I went to barcamp and the online noise about it was deafening. I went to the Social Media CoP Big Day out and the blogging about it was swift and detailed. I went the 2006 International e-Participation & Local Democracy Symposium and the blogging was in depth, immediate, and analytical. I went to the 2008 International e-participation symposium last week and the silence is eerie. So perhaps I can make up for it a little.
I missed the first plenary session. Sorry Ms Blears, but I figured your speech would be online and that little opportunity for discussion would take place.

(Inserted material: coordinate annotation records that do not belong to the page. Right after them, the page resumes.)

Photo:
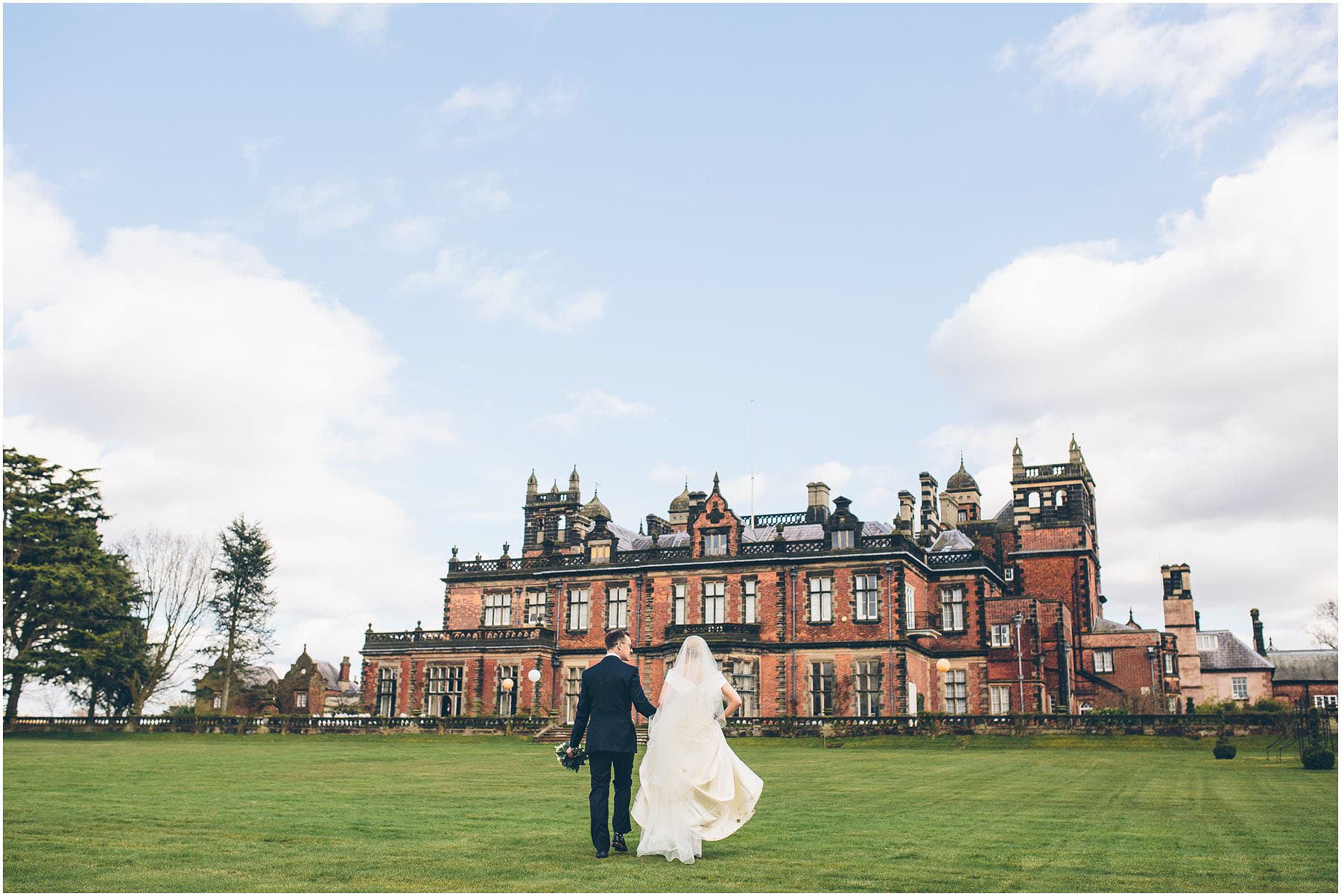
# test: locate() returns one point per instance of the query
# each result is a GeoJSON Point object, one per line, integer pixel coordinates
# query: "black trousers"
{"type": "Point", "coordinates": [601, 765]}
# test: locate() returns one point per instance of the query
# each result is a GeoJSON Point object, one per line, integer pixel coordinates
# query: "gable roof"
{"type": "Point", "coordinates": [1231, 655]}
{"type": "Point", "coordinates": [1304, 666]}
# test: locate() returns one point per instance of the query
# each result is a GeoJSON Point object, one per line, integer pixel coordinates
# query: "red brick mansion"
{"type": "Point", "coordinates": [814, 612]}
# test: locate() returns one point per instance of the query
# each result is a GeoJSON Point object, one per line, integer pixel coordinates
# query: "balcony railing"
{"type": "Point", "coordinates": [715, 631]}
{"type": "Point", "coordinates": [460, 638]}
{"type": "Point", "coordinates": [923, 624]}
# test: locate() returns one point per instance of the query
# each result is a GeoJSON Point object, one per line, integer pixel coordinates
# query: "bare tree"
{"type": "Point", "coordinates": [1324, 626]}
{"type": "Point", "coordinates": [174, 574]}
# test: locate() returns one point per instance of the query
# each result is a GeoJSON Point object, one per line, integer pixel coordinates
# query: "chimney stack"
{"type": "Point", "coordinates": [1258, 641]}
{"type": "Point", "coordinates": [905, 510]}
{"type": "Point", "coordinates": [817, 503]}
{"type": "Point", "coordinates": [930, 510]}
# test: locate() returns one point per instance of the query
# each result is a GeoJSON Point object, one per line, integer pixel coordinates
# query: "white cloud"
{"type": "Point", "coordinates": [494, 101]}
{"type": "Point", "coordinates": [589, 407]}
{"type": "Point", "coordinates": [322, 207]}
{"type": "Point", "coordinates": [1200, 381]}
{"type": "Point", "coordinates": [410, 235]}
{"type": "Point", "coordinates": [253, 150]}
{"type": "Point", "coordinates": [509, 294]}
{"type": "Point", "coordinates": [1187, 72]}
{"type": "Point", "coordinates": [204, 384]}
{"type": "Point", "coordinates": [361, 25]}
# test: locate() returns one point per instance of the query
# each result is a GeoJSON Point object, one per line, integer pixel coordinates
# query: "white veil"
{"type": "Point", "coordinates": [691, 695]}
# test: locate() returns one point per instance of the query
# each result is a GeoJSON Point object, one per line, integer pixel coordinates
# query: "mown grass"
{"type": "Point", "coordinates": [110, 812]}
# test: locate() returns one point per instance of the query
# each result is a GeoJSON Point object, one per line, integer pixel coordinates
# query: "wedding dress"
{"type": "Point", "coordinates": [691, 785]}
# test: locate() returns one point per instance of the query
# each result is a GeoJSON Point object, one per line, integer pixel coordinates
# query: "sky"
{"type": "Point", "coordinates": [355, 271]}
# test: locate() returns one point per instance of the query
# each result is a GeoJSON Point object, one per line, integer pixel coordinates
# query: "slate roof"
{"type": "Point", "coordinates": [255, 676]}
{"type": "Point", "coordinates": [1304, 666]}
{"type": "Point", "coordinates": [952, 539]}
{"type": "Point", "coordinates": [1231, 655]}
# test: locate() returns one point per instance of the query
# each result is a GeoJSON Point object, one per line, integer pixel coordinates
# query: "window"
{"type": "Point", "coordinates": [443, 690]}
{"type": "Point", "coordinates": [744, 679]}
{"type": "Point", "coordinates": [957, 693]}
{"type": "Point", "coordinates": [536, 608]}
{"type": "Point", "coordinates": [952, 609]}
{"type": "Point", "coordinates": [714, 601]}
{"type": "Point", "coordinates": [868, 687]}
{"type": "Point", "coordinates": [571, 691]}
{"type": "Point", "coordinates": [821, 688]}
{"type": "Point", "coordinates": [580, 599]}
{"type": "Point", "coordinates": [821, 600]}
{"type": "Point", "coordinates": [865, 591]}
{"type": "Point", "coordinates": [617, 606]}
{"type": "Point", "coordinates": [498, 609]}
{"type": "Point", "coordinates": [506, 696]}
{"type": "Point", "coordinates": [385, 691]}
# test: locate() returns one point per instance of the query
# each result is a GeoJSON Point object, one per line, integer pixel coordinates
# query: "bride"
{"type": "Point", "coordinates": [692, 787]}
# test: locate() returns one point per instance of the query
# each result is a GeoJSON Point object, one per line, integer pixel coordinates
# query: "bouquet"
{"type": "Point", "coordinates": [571, 763]}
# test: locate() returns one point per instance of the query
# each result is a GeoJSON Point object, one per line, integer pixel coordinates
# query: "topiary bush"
{"type": "Point", "coordinates": [1319, 758]}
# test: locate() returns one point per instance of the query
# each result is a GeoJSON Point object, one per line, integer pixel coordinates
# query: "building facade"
{"type": "Point", "coordinates": [814, 612]}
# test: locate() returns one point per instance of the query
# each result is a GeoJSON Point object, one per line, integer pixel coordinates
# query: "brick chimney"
{"type": "Point", "coordinates": [930, 509]}
{"type": "Point", "coordinates": [817, 503]}
{"type": "Point", "coordinates": [1258, 640]}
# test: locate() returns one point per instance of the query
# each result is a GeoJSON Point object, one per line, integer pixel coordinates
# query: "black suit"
{"type": "Point", "coordinates": [609, 690]}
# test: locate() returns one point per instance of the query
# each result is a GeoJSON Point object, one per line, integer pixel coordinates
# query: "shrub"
{"type": "Point", "coordinates": [1319, 758]}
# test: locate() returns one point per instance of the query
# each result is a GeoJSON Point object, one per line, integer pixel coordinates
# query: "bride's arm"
{"type": "Point", "coordinates": [732, 699]}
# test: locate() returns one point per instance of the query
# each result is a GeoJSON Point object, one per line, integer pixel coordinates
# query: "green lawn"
{"type": "Point", "coordinates": [109, 812]}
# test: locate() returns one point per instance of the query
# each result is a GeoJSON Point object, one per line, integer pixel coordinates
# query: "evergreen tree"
{"type": "Point", "coordinates": [241, 603]}
{"type": "Point", "coordinates": [63, 594]}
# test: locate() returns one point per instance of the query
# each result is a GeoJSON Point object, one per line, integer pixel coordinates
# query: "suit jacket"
{"type": "Point", "coordinates": [609, 690]}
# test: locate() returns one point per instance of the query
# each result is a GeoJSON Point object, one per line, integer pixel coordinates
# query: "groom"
{"type": "Point", "coordinates": [609, 690]}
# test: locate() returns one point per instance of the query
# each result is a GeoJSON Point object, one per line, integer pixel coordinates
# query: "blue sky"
{"type": "Point", "coordinates": [539, 236]}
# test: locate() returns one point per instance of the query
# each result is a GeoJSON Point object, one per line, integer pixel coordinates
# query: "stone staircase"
{"type": "Point", "coordinates": [561, 734]}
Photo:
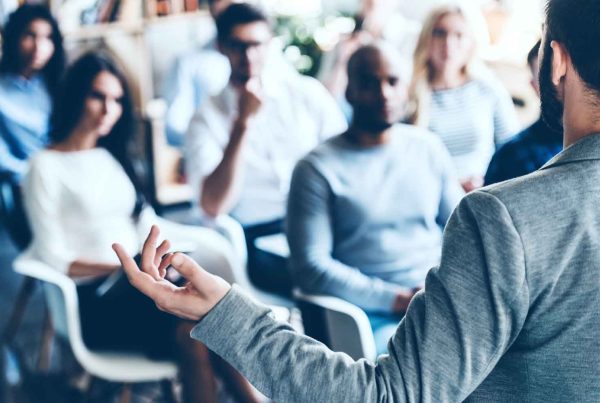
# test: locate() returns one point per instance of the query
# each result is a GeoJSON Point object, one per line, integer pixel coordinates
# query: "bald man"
{"type": "Point", "coordinates": [367, 208]}
{"type": "Point", "coordinates": [511, 313]}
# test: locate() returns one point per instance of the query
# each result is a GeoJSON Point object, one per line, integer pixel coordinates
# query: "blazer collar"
{"type": "Point", "coordinates": [588, 148]}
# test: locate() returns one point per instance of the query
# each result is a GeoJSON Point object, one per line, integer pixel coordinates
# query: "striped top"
{"type": "Point", "coordinates": [472, 121]}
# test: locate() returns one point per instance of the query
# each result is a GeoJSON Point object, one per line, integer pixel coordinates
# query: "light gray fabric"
{"type": "Point", "coordinates": [510, 315]}
{"type": "Point", "coordinates": [364, 223]}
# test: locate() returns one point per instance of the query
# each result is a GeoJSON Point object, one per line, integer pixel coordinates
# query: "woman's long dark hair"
{"type": "Point", "coordinates": [70, 107]}
{"type": "Point", "coordinates": [15, 27]}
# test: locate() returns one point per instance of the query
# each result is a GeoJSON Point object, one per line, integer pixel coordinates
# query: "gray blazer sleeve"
{"type": "Point", "coordinates": [455, 331]}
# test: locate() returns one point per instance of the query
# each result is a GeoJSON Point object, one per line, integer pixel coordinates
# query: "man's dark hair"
{"type": "Point", "coordinates": [533, 53]}
{"type": "Point", "coordinates": [15, 27]}
{"type": "Point", "coordinates": [237, 14]}
{"type": "Point", "coordinates": [575, 24]}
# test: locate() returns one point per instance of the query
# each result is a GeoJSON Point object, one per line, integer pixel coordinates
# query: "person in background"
{"type": "Point", "coordinates": [376, 20]}
{"type": "Point", "coordinates": [32, 63]}
{"type": "Point", "coordinates": [84, 189]}
{"type": "Point", "coordinates": [242, 144]}
{"type": "Point", "coordinates": [453, 95]}
{"type": "Point", "coordinates": [367, 208]}
{"type": "Point", "coordinates": [203, 73]}
{"type": "Point", "coordinates": [530, 149]}
{"type": "Point", "coordinates": [511, 313]}
{"type": "Point", "coordinates": [194, 76]}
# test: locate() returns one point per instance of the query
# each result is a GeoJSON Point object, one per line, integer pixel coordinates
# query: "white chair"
{"type": "Point", "coordinates": [347, 328]}
{"type": "Point", "coordinates": [61, 298]}
{"type": "Point", "coordinates": [232, 230]}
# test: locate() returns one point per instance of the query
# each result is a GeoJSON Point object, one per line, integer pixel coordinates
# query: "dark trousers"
{"type": "Point", "coordinates": [267, 271]}
{"type": "Point", "coordinates": [123, 319]}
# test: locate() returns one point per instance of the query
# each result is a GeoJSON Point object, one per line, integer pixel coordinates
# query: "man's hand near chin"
{"type": "Point", "coordinates": [193, 301]}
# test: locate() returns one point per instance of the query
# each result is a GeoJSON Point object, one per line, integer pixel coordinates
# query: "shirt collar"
{"type": "Point", "coordinates": [21, 82]}
{"type": "Point", "coordinates": [588, 148]}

Next stop was online campaigning: Mary Reid, James Crabtree, David Speirs and Steve Webb all had things to say. James Crabtree had some very useful insights into the current US cutting edge and Steve Webb proved he is one of the more engaging politicians both online and in front of an audience. If only more could ditch the pre-prepared speech with amusing anecdotes from yesteryear.
The afternoon saw blogging being discussed by Matthew Ellis, Iain Dale, Andrew Brown, Stephen Tall and finally Luke Akehurst. All fine but I felt sorry for Luke as the others had covered the points long before. As usual too little time for discussion.
Preparation for the session I was involved in (more later) meant missing most of the afternoon plenary apart from Michael Cross posing one of the few challenges for the conference: Where should the line between Govt providing services that the private sector can supply be drawn and who should draw the line? Michael’s uncertain answer to the first (let private sector provide waht it can but perhaps not in e-participation…) reflected that the required discussion has not taken place, but he proposed the answer to his second should be the Advisory Panel on Public Sector Information.
The day finished with the results of the ICELE awards.